Die beiden anderen Farbfilme Harlans fallen nicht in diese Kategorie und erscheinen nun restauriert erstmals auf Blu-ray/DVD (Anbieter: Concorde). Um Kosten zu sparen, drehte er „Immensee“ und Opfergang“ gleichzeitig, mit demselbem Stab und demselben Darstellerpaar: Carl Raddatz und Harlans Gattin Kristina Söderbaum, die in ihren NS-Filmen so oft in den meist nassen Freitod ging, dass der Volksmund ihr den Spitznamen „Reichswasserleiche“ andichtete.

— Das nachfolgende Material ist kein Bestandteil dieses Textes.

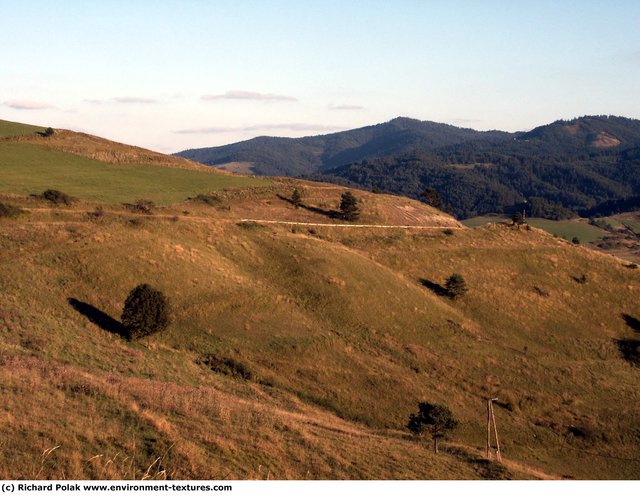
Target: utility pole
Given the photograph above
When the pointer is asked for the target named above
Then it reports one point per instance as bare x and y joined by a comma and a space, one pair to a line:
491, 419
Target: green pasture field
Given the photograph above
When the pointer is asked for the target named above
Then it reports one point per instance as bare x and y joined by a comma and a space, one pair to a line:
27, 169
567, 229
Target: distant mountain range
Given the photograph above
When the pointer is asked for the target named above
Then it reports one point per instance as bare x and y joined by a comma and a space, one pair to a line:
558, 169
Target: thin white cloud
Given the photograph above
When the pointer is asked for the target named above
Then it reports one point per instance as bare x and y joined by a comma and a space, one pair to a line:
207, 130
133, 99
345, 106
122, 99
27, 105
291, 127
250, 95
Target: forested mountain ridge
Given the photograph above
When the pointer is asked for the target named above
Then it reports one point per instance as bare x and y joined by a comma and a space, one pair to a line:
559, 168
299, 156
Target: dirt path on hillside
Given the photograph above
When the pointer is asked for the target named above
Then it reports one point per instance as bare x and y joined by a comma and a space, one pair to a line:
191, 218
383, 226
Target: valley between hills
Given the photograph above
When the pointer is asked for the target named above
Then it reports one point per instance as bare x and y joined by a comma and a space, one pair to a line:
298, 346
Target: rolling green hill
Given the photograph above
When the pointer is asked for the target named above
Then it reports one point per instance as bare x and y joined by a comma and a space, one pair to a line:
298, 347
79, 165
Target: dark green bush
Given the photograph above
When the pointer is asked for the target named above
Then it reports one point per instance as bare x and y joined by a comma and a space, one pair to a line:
210, 199
456, 286
57, 197
9, 211
436, 420
146, 311
349, 206
141, 206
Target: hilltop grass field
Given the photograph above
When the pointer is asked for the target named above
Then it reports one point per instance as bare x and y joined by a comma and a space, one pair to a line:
8, 129
27, 169
298, 351
567, 229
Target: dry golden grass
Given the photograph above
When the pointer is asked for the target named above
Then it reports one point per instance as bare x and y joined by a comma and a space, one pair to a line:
339, 330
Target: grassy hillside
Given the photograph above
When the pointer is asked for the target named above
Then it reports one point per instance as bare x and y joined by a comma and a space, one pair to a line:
94, 169
294, 351
567, 229
8, 128
298, 348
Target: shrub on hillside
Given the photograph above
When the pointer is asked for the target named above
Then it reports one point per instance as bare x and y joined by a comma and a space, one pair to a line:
146, 311
436, 420
141, 206
517, 219
456, 286
296, 198
208, 199
349, 206
57, 197
9, 211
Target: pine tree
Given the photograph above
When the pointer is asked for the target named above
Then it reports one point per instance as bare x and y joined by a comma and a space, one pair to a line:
296, 198
349, 206
434, 419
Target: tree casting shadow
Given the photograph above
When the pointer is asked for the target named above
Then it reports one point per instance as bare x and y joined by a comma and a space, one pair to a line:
98, 317
332, 214
435, 287
630, 349
631, 322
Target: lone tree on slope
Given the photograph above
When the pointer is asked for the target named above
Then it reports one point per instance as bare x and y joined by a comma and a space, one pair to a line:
349, 206
436, 420
145, 312
432, 197
296, 198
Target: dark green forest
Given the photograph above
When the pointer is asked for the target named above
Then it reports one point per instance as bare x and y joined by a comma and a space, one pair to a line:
554, 171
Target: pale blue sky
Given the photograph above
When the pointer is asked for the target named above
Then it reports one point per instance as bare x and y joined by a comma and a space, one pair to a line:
170, 75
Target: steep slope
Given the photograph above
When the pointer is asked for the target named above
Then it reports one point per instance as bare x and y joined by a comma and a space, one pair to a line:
299, 347
294, 351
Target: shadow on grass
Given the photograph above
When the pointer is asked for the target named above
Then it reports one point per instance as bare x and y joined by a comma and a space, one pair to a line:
631, 322
435, 287
332, 214
490, 470
98, 317
630, 349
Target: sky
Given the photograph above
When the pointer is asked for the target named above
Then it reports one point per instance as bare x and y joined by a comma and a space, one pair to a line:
170, 75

„Immensee“ ist ein Liebesmelodram und gleichzeitig ein Durchhaltefilm, der das Ausharren, das sich Aufopfern in wohlig pastellenen Agfa-Farben zelebriert. Den Komponisten Reinhardt (Raddatz) zieht es hinaus in die weite Welt (immerhin kommt er bis nach Rom), während seine Jugendliebe Elisabeth (Söderbaum) auf der heimischen Scholle schmachtet, „verwurzelt in meiner kleinen Welt“, wie sie sagt. Reinhardt vergisst sie ein wenig angesichts Karriere und Bohème-Leben, so dass Elisabeth dem dritten Heiratsantrag des netten, aber etwas farblosen Erich (Paul Klinger) nachgibt. Als Reinhardt nach Jahren zurückkommt und sich Elisabeth recht forsch nähert, erweist sich Erichs Liebe als selbstlos – und damit, aus der Sicht des Films, als letztlich wertvoller, wenn auch ohne romantische Höhenflüge. Der Film feiert eine melancholische Nostalgie, hier wird sich viel und tränenfeucht an alte Zeiten und an unterdrückte Gefühle erinnert; der Film scheint dabei von der Realität seiner Entstehungszeit, von Krieg und Tod, unberührt – bis auf die letzte Szene. Da steigt Reinhardt in eine Ju 52 und lässt Elisabeth, mittlerweile Witwe, in schwarzem Mantel auf einem weißen Schneefeld zurück – Assoziationen an die eingeschlossenen deutschen Soldaten in Stalingrad und die letzten Flugzeuge hinaus drängen sich auf. Da scheint die Realität kurz in diesen Film einzubrechen, der es sich ansonsten ganz in seiner Welt der prächtigen Natur und der großen Gefühle gemütlich macht.

„Opfergang“ ist schriller, bunter, absonderlicher. Der Weltreisende Albrecht (Raddatz) lässt sich in Hamburg nieder und heiratet die großbürgerliche Octavia; fasziniert ist er aber von der nordischen Nachbarin Aels (Söderbaum), einem Naturmenschen, der gerne reitet und Bogen schießt – zu sehen in einer Montage, die fast wie eine Parodie auf die „Bund deutscher Mädel“-Körperertüchtigungen wirkt. Doch Aels ist todkrank, und so dreht sich dieser Film mit seiner ausgeklügelten Farbdramaturgie um Tod, Abschied und – wie bei „Immensee“ – um aufopfernde Liebe.

Subtilität ist Harlans Sache dabei nicht, aus heutiger Sicht kann man den Film oft als unfreiwillige Komödie goutieren: Wenn etwa die Bürgerfamilie sonntags zusammensitzt und Nietzsche liest (was sonst?) oder wenn Söderbaum mit ihrem Pferd über die Liebe räsonniert. Andererseits ist die finale Todesvision ein großer Wurf ungebändigten Jenseitskitsches. Dem kann man sich kaum entziehen, unabhängig davon, was man von Harlan sonst hält.